Predicting drug-target interactions using matrix factorization with self-paced learning and dual similarity information

Abstract

BACKGROUND: Drug repositioning (DR) refers to a method used to find new targets for existing drugs. This method can effectively reduce the development cost of drugs, save time on drug development, and reduce the risks of drug design. The traditional experimental methods related to DR are time-consuming, expensive, and have a high failure rate. Several computational methods have been developed with the increase in data volume and computing power. In the last decade, matrix factorization (MF) methods have been widely used in DR issues. However, these methods still have some challenges. (1) The model easily falls into a bad local optimal solution due to the high noise and high missing rate in the data. (2) Single similarity information makes the learning power of the model insufficient in terms of identifying the potential associations accurately. OBJECTIVE: We proposed self-paced learning with dual similarity information and MF (SPLDMF), which introduced the self-paced learning method and more information related to drugs and targets into the model to improve prediction performance.
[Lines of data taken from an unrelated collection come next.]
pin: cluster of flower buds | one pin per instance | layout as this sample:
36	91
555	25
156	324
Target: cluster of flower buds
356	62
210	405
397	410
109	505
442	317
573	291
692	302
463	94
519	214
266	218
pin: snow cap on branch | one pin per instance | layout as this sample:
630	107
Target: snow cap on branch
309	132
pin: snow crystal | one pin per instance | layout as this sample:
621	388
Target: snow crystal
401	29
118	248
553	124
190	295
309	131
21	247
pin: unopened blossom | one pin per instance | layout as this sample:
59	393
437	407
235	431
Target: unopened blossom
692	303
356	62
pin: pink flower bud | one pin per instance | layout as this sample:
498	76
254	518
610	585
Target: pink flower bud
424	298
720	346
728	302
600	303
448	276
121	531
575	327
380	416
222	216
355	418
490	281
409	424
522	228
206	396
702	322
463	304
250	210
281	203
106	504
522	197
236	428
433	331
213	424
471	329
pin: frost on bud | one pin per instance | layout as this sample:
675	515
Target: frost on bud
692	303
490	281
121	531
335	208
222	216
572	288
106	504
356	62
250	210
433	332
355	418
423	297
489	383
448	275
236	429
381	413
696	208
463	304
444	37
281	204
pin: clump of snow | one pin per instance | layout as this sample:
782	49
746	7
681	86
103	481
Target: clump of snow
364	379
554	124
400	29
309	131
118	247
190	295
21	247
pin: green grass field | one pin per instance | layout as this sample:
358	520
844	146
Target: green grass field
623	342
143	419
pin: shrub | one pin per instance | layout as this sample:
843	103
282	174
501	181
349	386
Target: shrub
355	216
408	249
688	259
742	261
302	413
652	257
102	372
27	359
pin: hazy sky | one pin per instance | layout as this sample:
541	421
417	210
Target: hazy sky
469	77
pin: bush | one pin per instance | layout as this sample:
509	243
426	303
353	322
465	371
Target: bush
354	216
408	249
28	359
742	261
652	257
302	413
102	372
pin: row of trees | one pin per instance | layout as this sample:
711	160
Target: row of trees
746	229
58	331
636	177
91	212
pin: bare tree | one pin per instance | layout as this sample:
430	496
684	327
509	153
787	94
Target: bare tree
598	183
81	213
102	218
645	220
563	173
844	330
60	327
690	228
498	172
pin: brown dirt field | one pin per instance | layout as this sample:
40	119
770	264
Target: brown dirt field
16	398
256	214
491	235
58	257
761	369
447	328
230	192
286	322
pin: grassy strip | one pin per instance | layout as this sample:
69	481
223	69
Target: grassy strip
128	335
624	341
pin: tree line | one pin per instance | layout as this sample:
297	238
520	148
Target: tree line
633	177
METHODS: Combining self-paced learning first can effectively alleviate the model prone to fall into a bad local optimal solution because of the high noise and high data missing rate. Then, we incorporated more data into the model to improve the model’s capacity for learning. RESULTS: Our model achieved the best results on each dataset tested. For example, the area under the receiver operating characteristic curve and the precision-recall curve of SPLDMF was 0.982 and 0.815, respectively, outperforming the state-of-the-art methods. CONCLUSION: The experimental results on five benchmark datasets and two extended datasets demonstrated the effectiveness of our approach in predicting drug-target interactions.